Beaucoup voient des opportunités dans la pandémie

economiesuisse a suivi la première phase de la pandémie en s’enquérant régulièrement de l’impact sur les entreprises des secteurs les plus divers. Chacun des quatre sondages menés entre mars et juin 2020 posait aussi la question des éventuels effets positifs de la crise pandémique. Selon 418 réponses sur un total de 1031, elle avait également eu des retombées positives. Les opportunités étaient parfois liées aux changements rapides du marché. Des entreprises ont réalisé temporairement, à cause des chaînes d’approvisionnement internationales interrompues, un plus grand chiffre d’affaires avec les produits nationaux. La demande de certains produits, électroniques ou d’hygiène par exemple, a aussi connu une forte hausse passagère. Dans une économie de marché, profiter ainsi des opportunités fait partie du «courant normal» et contribue à éliminer les goulets d’étranglement pour les biens et les services.

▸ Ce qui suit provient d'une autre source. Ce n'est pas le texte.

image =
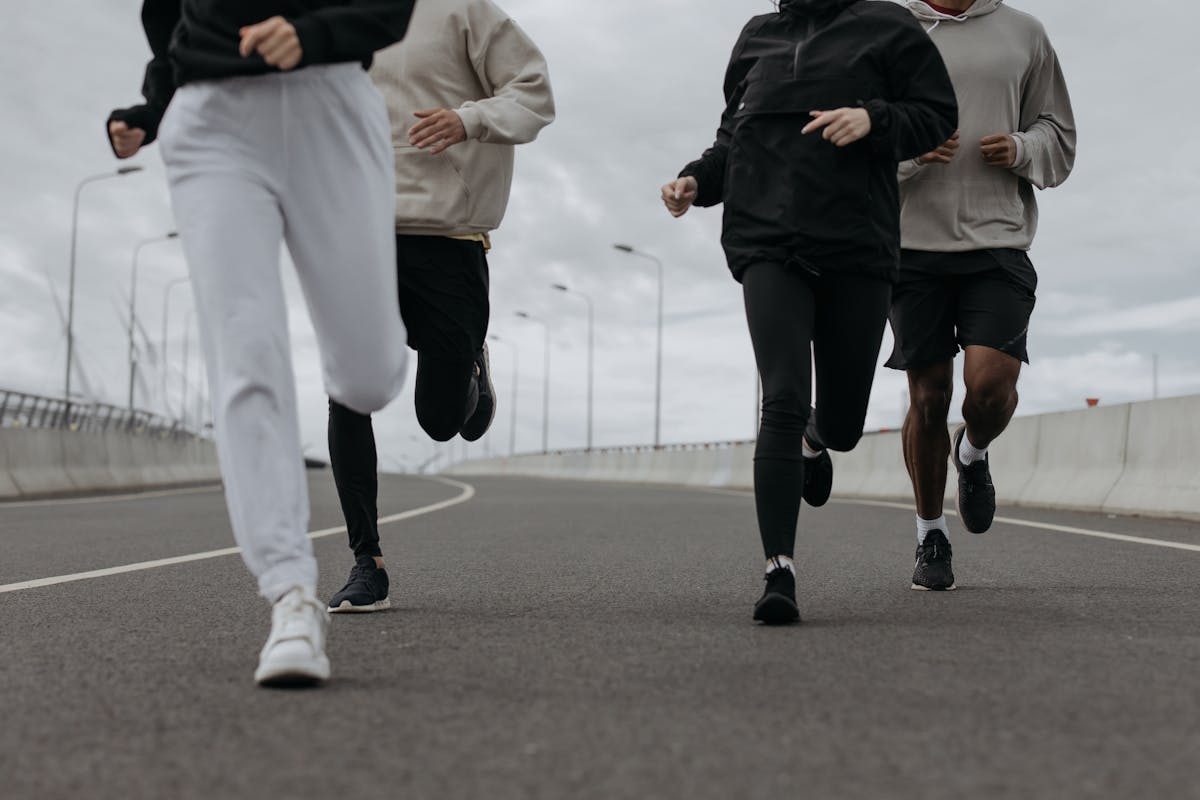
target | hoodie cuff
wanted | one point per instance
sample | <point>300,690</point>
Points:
<point>1023,151</point>
<point>472,120</point>
<point>316,42</point>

De nombreuses réponses ont cependant aussi fait état de transformations plus profondes. La poussée générale de la numérisation ainsi que l'assouplissement des postes et du travail ont souvent été mentionnés comme une opportunité, dans certains cas en association avec des gains d’efficacité ou une fidélisation accrue des clients. À partir de ces réponses, des entretiens individuels ont eu lieu avec 45 cadres d’entreprises suisses, afin de comprendre encore mieux les opportunités identifiées et exploitées au milieu de cette crise. Dans ce contexte, l'opportunité a été définie comme «circonstances propices à la réalisation d’un objectif». Les entretiens, sous forme de sessions en ligne de trente minutes, ont été menés par Felix Treibmann entre novembre 2020 et mars 2021.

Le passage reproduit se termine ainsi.